Harold Holt had the backbone to say "no". His reaction to getting the request must have been interesting.
The testing was vetoed by then prime minister Harold Holt in 1966. Holt's former staffer Peter Bailey told Channel Nine the nerve gas plan had been considered by the Australian government and ministers were concerned that scuttling it could damage Canberra's relationship with the US. He said the ministers felt "if they weren't pretty good and pretty faithful to the Americans we would be dumped," he said.
With allies like these, it's a wonder we survived the last fifty years - although there are plenty of Vietnam Vets living the consequences of indiscriminate spraying of chemicals.

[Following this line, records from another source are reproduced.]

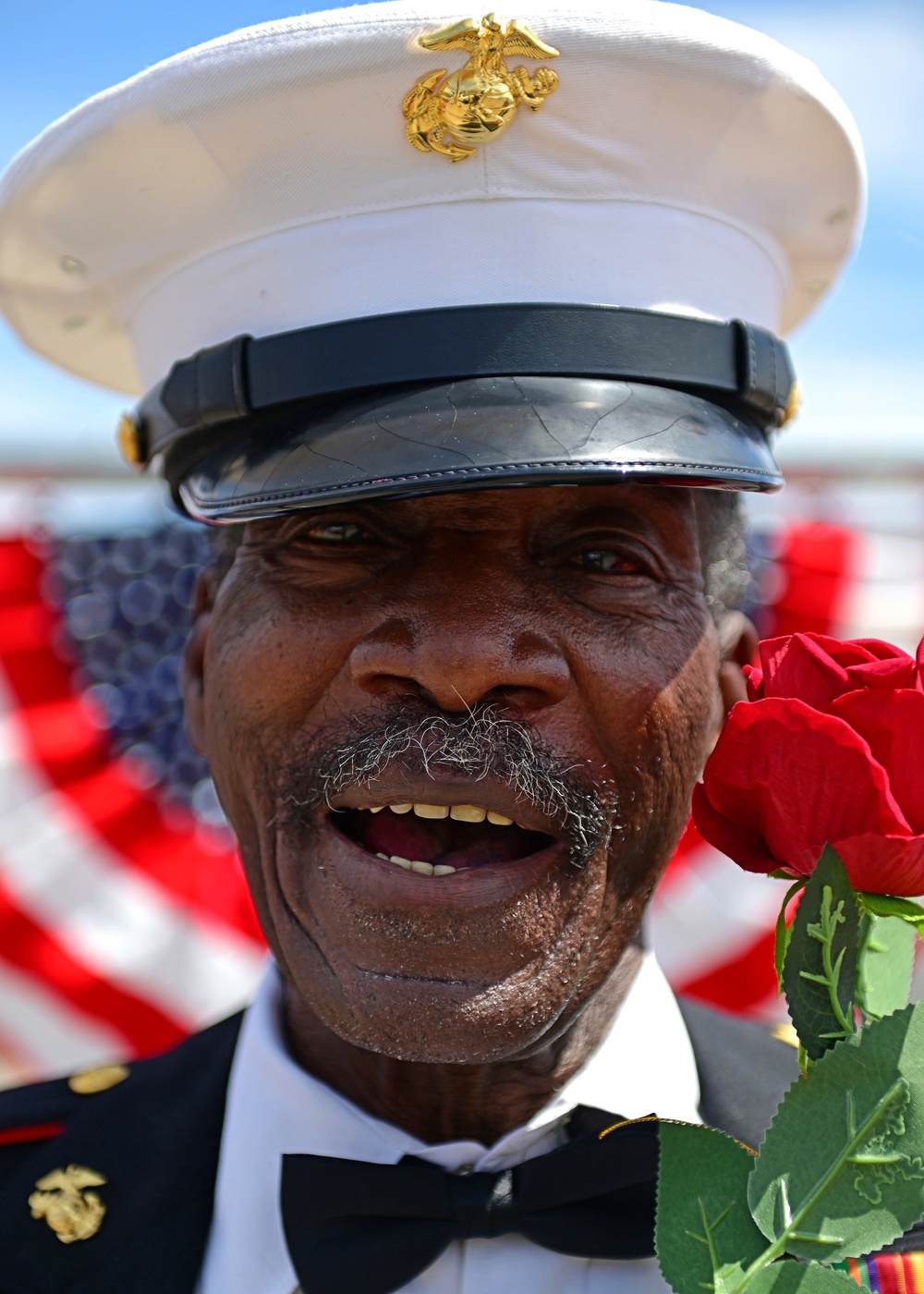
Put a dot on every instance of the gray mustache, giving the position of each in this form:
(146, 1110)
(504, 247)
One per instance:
(480, 744)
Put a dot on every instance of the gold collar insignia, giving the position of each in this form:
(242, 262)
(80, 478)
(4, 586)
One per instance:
(62, 1199)
(477, 104)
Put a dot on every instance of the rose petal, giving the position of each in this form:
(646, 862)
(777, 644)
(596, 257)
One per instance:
(800, 665)
(742, 843)
(894, 726)
(882, 675)
(797, 778)
(884, 864)
(753, 677)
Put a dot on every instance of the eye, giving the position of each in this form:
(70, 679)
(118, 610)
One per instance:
(606, 562)
(336, 532)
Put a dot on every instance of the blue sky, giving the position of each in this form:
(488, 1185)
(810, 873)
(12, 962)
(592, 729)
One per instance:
(861, 358)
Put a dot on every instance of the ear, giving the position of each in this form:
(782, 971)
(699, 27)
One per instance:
(738, 643)
(193, 670)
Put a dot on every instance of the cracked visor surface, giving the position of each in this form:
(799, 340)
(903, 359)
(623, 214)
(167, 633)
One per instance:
(475, 433)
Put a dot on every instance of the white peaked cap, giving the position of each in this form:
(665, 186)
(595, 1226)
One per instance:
(263, 183)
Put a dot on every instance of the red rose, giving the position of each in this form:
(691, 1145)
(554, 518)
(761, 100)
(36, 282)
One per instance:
(830, 748)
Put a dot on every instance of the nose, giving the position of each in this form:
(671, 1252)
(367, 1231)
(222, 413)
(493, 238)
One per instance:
(459, 657)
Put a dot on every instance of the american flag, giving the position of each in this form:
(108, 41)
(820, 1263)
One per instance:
(125, 919)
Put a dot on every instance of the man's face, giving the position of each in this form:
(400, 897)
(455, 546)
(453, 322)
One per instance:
(543, 655)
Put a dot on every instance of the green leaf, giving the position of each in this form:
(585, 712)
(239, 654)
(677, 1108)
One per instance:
(887, 958)
(785, 1277)
(703, 1218)
(784, 932)
(821, 963)
(842, 1170)
(888, 905)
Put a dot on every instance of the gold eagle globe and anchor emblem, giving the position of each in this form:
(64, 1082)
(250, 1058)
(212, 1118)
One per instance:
(477, 104)
(64, 1200)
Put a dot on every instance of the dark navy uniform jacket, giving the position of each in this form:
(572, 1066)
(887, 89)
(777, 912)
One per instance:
(155, 1138)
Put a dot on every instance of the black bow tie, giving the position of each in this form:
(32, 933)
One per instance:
(371, 1228)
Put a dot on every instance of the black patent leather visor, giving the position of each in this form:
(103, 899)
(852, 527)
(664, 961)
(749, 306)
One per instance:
(474, 433)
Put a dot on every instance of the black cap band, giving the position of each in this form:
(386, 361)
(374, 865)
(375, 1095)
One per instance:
(745, 368)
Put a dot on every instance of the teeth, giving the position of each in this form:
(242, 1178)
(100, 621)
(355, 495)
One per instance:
(468, 812)
(432, 811)
(459, 812)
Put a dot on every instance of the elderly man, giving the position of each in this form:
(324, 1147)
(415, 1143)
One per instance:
(455, 724)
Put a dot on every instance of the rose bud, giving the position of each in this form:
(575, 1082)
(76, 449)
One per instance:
(830, 750)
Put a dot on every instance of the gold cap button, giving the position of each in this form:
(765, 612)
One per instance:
(131, 440)
(88, 1082)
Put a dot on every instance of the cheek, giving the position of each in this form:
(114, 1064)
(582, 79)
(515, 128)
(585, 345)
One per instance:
(652, 715)
(270, 664)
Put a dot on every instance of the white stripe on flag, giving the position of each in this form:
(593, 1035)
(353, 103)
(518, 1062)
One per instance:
(885, 597)
(109, 916)
(708, 914)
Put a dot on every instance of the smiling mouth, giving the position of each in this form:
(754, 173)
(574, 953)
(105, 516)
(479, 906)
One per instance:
(439, 840)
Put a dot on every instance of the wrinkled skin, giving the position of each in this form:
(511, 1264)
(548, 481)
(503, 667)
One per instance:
(455, 1007)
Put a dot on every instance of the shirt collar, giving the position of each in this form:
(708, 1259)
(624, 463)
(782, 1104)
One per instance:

This historical thread of Australian service personnel being considered expendable by foreign regimes is woven through our national narrative. It can be seen as far back as the Boer war, and was at its height during the first world war.
Then there was Churchill's tendency to see Aussies as cannon fodder to protect British interests in Burma, rather than allowing them to return home to protect their homeland in the face of an invasion threat from the Japanese.
John Curtin and Harold Holt have something in common.